Human-level play in the game of Diplomacy by combining language models with strategic reasoning – CICERO

December 12, 2022

On the 22nd of November, 2022 the Meta AI™ research group announced the launch of CICERO, an AI program that can play the board game Diplomacy at a human-level performance.

CICERO is a step forward in solving the challenge of language emulation. It uses a combination of NLP (Natural Language Processing) and strategic reasoning to negotiate and cooperate with the human players.

Diplomacy, the game

Diplomacy is a board game that simulates the politics and warfare of the early 20th century. It was created by Allan B. Calhamer in 1954. The game is played by two to seven players, each of whom represents one of the major European powers of the time, such as England, France, or Russia. The objective of the game is to gain control of a majority of the main cities and provinces of Europe.

The game is known for its complex strategy. It requires careful planning, negotiation and coordination. Diplomacy™ is more complex than most other board games. The players must use diplomacy and negotiation to form alliances between themselves and conquer territory. They must also be prepared for betrayal and backstabbing as other players try to outmaneuver them.

These challenges were all easily overcome by CICERO.

The Model

According to the research paper released by Meta AI in Science, the main architecture of CICERO is based on two modules: Controllable Dialogue and Strategic Reasoning.

CICERO generates a dialogue using a pre-trained LM (Language Model) and based on this dialogue it outputs a message. The message is the result of a filtering process in which the low-quality messages are rejected.

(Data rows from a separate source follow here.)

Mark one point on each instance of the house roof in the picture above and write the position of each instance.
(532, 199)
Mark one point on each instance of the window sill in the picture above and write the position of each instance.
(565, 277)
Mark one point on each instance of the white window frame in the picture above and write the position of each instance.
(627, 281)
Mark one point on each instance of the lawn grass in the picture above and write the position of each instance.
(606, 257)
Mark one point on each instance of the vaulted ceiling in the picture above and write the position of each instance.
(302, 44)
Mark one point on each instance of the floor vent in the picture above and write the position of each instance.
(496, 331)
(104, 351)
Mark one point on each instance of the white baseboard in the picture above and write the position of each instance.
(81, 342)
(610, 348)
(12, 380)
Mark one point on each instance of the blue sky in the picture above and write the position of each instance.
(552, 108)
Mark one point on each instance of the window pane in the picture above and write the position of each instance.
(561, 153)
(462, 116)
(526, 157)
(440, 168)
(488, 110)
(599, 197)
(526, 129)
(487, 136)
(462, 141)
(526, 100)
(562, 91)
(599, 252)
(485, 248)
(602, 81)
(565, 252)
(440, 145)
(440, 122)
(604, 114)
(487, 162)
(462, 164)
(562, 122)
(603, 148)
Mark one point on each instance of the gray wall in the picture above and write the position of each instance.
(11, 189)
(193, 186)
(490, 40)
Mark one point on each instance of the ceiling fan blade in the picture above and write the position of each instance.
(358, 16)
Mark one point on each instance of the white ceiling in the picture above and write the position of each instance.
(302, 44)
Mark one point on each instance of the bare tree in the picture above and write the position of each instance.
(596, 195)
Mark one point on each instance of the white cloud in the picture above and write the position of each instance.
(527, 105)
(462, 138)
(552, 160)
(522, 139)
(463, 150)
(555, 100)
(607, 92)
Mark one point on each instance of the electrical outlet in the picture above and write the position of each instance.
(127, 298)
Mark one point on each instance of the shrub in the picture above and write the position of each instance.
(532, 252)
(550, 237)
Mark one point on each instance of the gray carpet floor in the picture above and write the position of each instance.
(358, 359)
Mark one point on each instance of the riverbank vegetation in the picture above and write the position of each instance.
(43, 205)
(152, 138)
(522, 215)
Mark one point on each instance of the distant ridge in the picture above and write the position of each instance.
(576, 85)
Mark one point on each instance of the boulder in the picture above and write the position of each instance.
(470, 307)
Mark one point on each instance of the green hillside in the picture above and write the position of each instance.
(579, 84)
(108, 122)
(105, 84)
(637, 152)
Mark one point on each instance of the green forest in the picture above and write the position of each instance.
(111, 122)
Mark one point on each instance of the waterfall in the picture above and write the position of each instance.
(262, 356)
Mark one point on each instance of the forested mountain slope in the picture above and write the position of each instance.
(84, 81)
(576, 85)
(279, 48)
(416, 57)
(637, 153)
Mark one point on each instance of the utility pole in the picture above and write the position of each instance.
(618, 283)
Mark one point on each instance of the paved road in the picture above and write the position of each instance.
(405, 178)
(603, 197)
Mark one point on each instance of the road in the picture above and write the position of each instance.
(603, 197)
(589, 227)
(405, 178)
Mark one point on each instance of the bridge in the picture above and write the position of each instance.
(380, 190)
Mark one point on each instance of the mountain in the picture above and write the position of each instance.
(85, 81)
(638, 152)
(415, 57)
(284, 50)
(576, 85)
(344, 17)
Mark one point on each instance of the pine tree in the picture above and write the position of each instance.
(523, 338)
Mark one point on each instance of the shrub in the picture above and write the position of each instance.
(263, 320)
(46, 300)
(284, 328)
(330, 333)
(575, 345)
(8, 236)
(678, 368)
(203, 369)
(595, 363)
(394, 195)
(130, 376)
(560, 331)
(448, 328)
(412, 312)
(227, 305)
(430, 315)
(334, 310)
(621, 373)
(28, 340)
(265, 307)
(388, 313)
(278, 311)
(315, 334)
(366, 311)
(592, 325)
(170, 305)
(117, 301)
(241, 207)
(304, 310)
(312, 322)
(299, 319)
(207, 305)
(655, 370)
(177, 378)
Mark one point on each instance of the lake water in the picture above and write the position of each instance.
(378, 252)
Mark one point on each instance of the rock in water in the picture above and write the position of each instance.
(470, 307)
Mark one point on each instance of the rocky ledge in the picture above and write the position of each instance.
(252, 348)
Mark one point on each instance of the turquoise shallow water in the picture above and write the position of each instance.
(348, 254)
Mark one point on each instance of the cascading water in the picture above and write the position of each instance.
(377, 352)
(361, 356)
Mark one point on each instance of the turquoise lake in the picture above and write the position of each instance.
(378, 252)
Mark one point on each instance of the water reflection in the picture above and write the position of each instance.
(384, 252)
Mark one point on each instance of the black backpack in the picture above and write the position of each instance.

The Strategic Reasoning selects the future intents and actions of the AI. This module runs a planning algorithm that predicts the policies of all other players and helps CICERO in choosing an optimal action. It predicts everyone’s policy based on the dialogue it produced from interacting with the other players. CICERO then chooses the policy with the highest chance of winning.

CICERO code is open source and you can check it out on GitHub.

Can humans still beat CICERO?

Being a bot, it is easier for CICERO to handle many conversations simultaneously. It is very talkative which ironically could be one of its weak points. Moreover, CICERO is almost entirely honest but in Diplomacy™ the players often make use of betrayal and dishonesty to win the game. For this reason, it is still possible to beat the algorithm at this game.

Conclusion

Language models that imitate human language are a big challenge in the field of AI. The technology behind CICERO and other language-processing models are lowering the communication barriers between AI-powered agents and the real world.